Review by Alex on January 4, 2020.
In the cramped space of so many wannabe bands only few could come close to mimicking a single legendary name or combining three of them without leaving traces of sloppiness. France's Slave One are within that very microscopic bunch that can class themselves as having both inspirations plus an approach of their own.
From a distance Omega Disciples (the band's third full length record) is death metal; but from a closer angle, their fixed pose appears to lean unorthodoxly in a position cheered for years. Sinister, Immolation and Nile are not names I use lightly, what they are to death metal is what water is to life, but to hear a band take note of the masters and so vividly illustrate an outcome unifying DNA molecules of their sound as a collective is call for attention. Apart from that, though I rarely mention it, death metal for many bands is just a collection of replicated techniques devoid of direction or purpose, I can't count the number of times it felt like I had been listening to routine installments of the genre. At some point you go 'wait a minute', why don't I just listen to…………?
Omega Disciples offers something both identical and adverse to the generic layout. Imagine Sinister, but a tad bit more rhythmic and slower, Nile, but far less technical and more directly amended by a groovier Immolation, that’s the final result obtained on Omega Disciples; a just over 30-minute sizzling death metal dramatization of bands mentioned. Where others only arrive as a vacant shell of the aforementioned, Slave One's meaty internals sit in the nourishing juices of those now legendary. It's somewhat of a battle to not call this preservationist given the elementary assets of said bands’ obvious inclusion, yet I can't, due to the settled dust of Sinister and such being pardoned by a progressive metal footing; a thing of 'Carbon Mantra', the Morbid Angel and Suffocation noise of 'Lightness Perspectives' and 'Suffocating the Stars'.

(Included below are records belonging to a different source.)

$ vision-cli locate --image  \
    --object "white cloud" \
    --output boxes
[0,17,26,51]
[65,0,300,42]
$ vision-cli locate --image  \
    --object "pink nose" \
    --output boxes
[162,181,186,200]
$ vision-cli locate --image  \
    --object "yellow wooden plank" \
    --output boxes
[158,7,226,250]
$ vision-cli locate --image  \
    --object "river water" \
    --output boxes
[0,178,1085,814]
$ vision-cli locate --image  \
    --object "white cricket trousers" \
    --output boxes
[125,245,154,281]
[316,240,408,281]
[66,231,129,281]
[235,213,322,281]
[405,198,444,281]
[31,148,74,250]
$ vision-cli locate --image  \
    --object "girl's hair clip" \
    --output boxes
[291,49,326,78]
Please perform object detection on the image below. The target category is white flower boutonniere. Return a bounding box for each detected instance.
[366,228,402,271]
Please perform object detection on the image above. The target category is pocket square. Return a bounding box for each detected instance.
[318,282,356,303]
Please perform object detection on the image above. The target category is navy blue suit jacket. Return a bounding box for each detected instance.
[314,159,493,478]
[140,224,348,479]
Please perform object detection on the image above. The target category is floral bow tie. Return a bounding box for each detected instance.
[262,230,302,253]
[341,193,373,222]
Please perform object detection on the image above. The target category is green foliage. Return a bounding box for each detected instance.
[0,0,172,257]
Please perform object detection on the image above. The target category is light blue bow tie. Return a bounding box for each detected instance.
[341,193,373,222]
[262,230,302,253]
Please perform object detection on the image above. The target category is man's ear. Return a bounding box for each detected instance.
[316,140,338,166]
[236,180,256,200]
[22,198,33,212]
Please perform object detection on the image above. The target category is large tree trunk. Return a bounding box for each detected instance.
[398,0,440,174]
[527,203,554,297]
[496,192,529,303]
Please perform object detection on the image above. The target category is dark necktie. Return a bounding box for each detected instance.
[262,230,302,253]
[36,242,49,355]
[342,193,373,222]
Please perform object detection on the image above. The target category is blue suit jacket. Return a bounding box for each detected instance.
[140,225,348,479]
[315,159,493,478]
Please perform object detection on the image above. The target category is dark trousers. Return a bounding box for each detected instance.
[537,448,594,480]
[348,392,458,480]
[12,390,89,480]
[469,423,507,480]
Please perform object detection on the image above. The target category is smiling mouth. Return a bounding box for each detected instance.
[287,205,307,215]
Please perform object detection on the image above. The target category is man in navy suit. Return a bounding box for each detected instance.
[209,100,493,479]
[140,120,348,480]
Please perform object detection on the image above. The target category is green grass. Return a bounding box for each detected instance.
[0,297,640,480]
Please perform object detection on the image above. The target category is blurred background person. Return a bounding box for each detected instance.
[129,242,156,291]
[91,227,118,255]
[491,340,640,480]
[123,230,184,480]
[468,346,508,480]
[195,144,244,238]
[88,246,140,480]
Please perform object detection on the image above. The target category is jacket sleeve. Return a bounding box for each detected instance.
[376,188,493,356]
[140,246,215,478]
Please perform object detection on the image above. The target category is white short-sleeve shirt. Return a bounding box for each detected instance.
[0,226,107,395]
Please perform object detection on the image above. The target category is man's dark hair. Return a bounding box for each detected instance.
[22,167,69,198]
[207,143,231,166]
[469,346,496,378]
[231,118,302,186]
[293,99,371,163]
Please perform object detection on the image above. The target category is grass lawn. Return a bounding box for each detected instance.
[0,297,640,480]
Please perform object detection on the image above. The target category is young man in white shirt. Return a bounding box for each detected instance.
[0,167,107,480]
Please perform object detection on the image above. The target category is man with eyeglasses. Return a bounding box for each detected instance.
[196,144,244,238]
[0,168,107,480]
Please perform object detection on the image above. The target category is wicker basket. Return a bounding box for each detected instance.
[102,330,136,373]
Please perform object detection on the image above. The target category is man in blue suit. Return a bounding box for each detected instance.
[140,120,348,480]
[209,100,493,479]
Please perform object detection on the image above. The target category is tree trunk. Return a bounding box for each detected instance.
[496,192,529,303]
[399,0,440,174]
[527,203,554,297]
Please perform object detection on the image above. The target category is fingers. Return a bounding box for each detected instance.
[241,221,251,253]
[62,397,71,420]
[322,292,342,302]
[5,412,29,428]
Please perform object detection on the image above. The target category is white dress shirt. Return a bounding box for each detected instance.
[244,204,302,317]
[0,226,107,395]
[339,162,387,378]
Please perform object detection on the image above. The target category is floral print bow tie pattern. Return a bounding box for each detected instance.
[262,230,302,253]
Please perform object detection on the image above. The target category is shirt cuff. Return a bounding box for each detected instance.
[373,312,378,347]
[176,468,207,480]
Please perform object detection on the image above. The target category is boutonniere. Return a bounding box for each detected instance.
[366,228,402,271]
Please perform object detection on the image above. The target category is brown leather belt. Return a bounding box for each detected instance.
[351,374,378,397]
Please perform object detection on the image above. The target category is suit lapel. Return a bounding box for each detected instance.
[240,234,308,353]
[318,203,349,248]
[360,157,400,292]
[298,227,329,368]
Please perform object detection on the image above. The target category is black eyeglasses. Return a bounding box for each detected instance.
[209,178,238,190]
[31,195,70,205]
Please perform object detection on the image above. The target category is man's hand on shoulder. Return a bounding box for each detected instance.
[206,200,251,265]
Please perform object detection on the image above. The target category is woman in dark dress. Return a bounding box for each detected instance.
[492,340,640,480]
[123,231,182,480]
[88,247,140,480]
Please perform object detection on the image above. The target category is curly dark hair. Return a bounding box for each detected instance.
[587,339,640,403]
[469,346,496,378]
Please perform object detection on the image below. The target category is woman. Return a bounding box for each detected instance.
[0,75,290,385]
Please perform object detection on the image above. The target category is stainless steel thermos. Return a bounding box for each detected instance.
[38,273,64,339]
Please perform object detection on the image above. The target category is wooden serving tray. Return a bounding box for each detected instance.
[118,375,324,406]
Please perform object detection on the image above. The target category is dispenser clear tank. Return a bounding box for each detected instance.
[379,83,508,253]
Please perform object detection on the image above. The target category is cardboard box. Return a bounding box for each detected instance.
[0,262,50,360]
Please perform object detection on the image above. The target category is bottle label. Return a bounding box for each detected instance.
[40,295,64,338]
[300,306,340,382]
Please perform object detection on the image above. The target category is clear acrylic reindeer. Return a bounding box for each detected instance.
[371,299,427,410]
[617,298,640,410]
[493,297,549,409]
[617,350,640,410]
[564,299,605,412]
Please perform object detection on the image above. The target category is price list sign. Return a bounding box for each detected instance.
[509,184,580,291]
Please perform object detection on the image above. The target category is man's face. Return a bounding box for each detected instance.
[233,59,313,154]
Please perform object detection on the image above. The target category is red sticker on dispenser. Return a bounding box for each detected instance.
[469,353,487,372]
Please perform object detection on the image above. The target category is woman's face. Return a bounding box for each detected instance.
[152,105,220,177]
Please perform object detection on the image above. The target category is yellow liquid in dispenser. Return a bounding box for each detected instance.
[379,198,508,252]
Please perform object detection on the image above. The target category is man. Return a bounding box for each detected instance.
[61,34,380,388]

It would not be unfair to state the name of Teleport also, whose latest album, "The Expansion", seems to have had an impact during the development of Omega Disciples. ‘Dissident Flesh’ opening segments sound far too influenced by ‘Aphotic Flames of Dissolution’ whose likeness recurs on ‘Shapers of the Inconsistent Horizon’.
But Slave One's rebellion against their influences is most loudly stated on 'Carbon Mantra', a song that would easily be my favorite had 'Suffocating the Stars' not been an entry on the album; this is the shadow of the band expanding its intergalactic reach to consume the listener's memory. Guitarists Nicholas and Benoît have a deceptive grasp on the listener, along with drummer Sebastian build tracks in such a way, the door is left wide open for all sorts of catchy semi-technical patterns that could have easily evolved into full-blown sessions of self-touching. Instead, such is sacrificed for rhythmic velocity giving traceable imprints of Slave One&'s projected direction. And as I had estimated whilst listening to Omega Disciples, climax of the music had made landfall when and where necessary.
Because the music is so unified despite the numerous inclinations/influences used, Slave One's circumspect layout and Shaman-esque obedience, proved to be the linchpin of Omega Disciples' successfully reached destination.